This post comes to us via ERIO's Weekly E-news update. OPES encourages you to consider now how you will celebrate 8 April, 2012. Consider organizing something within your community, organization, or school.
"8 April" Roma Nation Day Protests Against Anti-Gypsy Racism
FORTY YEARS after the lst World Romani Congress anti-Gypsy racism across Europe is at its worst. Not far from the London location of that historic gathering riot police armed with stun-guns recently stormed the barricades of the Dale Farm estate.
That violent assault failed to break up the community and a hundred families continue to cling on to the land they own. Dale Farm is being gradulaly re-established through claims for illegal property damage, fresh planning appeals and a high court case which could force Basildon District Council to provide for those made homeless by their pitiless but unsuccessful 20 million euro ethnic-cleansing operation.

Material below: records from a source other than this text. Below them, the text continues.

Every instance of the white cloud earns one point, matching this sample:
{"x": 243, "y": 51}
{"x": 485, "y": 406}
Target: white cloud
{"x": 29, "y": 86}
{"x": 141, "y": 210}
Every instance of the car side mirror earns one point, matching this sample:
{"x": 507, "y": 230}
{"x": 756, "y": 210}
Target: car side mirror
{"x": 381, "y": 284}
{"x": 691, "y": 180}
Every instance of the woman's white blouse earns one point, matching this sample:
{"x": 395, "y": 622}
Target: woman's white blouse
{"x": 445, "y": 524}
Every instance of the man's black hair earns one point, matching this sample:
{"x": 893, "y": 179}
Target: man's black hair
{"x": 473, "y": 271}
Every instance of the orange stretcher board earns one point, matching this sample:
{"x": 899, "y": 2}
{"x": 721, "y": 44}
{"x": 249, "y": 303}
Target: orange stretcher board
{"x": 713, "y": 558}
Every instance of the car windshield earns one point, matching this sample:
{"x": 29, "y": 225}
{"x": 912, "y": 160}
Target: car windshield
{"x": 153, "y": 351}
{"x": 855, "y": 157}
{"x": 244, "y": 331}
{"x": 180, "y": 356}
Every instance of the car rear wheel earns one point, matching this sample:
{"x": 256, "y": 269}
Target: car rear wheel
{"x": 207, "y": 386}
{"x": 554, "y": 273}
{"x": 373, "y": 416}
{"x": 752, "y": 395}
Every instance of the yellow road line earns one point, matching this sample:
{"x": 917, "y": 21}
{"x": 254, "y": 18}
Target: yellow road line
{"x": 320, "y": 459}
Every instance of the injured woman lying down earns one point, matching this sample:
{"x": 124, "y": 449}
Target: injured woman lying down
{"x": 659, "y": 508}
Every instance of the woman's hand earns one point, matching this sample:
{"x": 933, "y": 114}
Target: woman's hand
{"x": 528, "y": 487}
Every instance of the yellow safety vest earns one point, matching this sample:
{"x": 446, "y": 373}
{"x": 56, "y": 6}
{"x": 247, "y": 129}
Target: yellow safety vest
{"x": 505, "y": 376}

The London Congress proclaimed the opening date 8 April to be Roma Nation Day.
Over past decades it has been celebrated by several thousands of event in sixty countries, including India. They have been both festive and demonstrative. Occasionally they have gone off message by adopting such titles as International Roma Day and even, in the l980s, Cigandan.
Most notable include that attended by President Kostunica of Yugoslavia at the junction of the Sava and Danube, when Roma victims of the fascist genocide were
remembered. Big demonstrations have been seen over the years in Sibiu, Belgrade, Skopje, Prague and Budapest, and in German and Italian towns following forced deporations and destruction of camps.
Attempts to link up the celebrations around the world under the theme of River Ceremonies brough about gatherings beside the Rhein, Adige, Ghaghar, Garonne, Vardar, Volga,Thames and a dozen other major rivers.
There was too the 8 April Wave of Light commencing with the lighting of a candle by the Dalai Lama, visited by Prof. Ian Hancock. Another year the Millennium of the Exodus from India was remembered when veteran of the lst Congress Juan Ramirez reminded us: "We have to fight even harder today against injustice and racism."
Because of the worsening situation - further murders in Hungary, relentless deportations by Germany and France, and brutal evictions in the UK, Italy and Serbia - the need for united action and protest has become ever more urgent.